All of lore.kernel.org
 help / color / mirror / Atom feed
From: "Sean V Kelley" <sean.v.kelley@intel.com>
To: "Jonathan Cameron" <Jonathan.Cameron@Huawei.com>
Cc: bhelgaas@google.com, rjw@rjwysocki.net, tony.luck@intel.com,
	"Raj, Ashok" <ashok.raj@intel.com>,
	sathyanarayanan.kuppuswamy@linux.intel.com,
	linux-pci@vger.kernel.org, linux-kernel@vger.kernel.org
Subject: Re: [RFC PATCH 0/9] Add RCEC handling to PCI/AER
Date: Mon, 27 Jul 2020 07:56:35 -0700	[thread overview]
Message-ID: <E04FFB14-95BA-4D04-BC53-037B5EB2FE80@intel.com> (raw)
In-Reply-To: <20200727133736.00001066@Huawei.com>

Hi Jonathan,

On 27 Jul 2020, at 5:37, Jonathan Cameron wrote:

> On Fri, 24 Jul 2020 10:22:14 -0700
> Sean V Kelley <sean.v.kelley@intel.com> wrote:
>
>> Root Complex Event Collectors (RCEC) provide support for terminating 
>> error
>> and PME messages from Root Complex Integrated Endpoints (RCiEPs).  An 
>> RCEC
>> resides on a Bus in the Root Complex. Multiple RCECs can in fact 
>> reside on
>> a single bus. An RCEC will explicitly declare supported RCiEPs 
>> through the
>> Root Complex Endpoint Association Extended Capability.
>>
>> (See PCIe 5.0-1, sections 1.3.2.3 (RCiEP), and 7.9.10 (RCEC Ext. 
>> Cap.))
>>
>> The kernel lacks handling for these RCECs and the error messages 
>> received
>> from their respective associated RCiEPs.
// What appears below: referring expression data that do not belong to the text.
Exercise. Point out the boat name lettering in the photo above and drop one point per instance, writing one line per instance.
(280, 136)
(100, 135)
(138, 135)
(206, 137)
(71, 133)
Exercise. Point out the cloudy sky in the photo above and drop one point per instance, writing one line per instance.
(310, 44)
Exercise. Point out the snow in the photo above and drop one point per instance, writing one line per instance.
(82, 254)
More recently, a new CPU
>> interconnect, Compute eXpress Link (CXL) depends on RCEC capabilities 
>> for
>> purposes of error messaging from CXL 1.1 supported RCiEP devices.
>>
>> DocLink: https://www.computeexpresslink.org/
>>
>> This use case is not limited to CXL. Existing hardware today includes
>> support for RCECs, such as the Denverton microserver product
>> family. Future hardware will be forthcoming.
>>
>> (See Intel Document, Order number: 33061-003US)
>>
>> So services such as AER or PME could be associated with an RCEC 
>> driver.
>> In the case of CXL, if an RCiEP (i.e., CXL 1.1 device) is associated 
>> with a
>> platform's RCEC it shall signal PME and AER error conditions through 
>> that
>> RCEC.
>>
>> Towards the above use cases, add the missing RCEC class and extend 
>> the
>> PCIe Root Port and service drivers to allow association of RCiEPs to 
>> their
>> respective parent RCEC and facilitate handling of terminating error 
>> and PME
>> messages.
>
> Silly question number 1.  Why an RFC? I always find it helps to 
> highlight which
> bits you are unsure on / want particular input on.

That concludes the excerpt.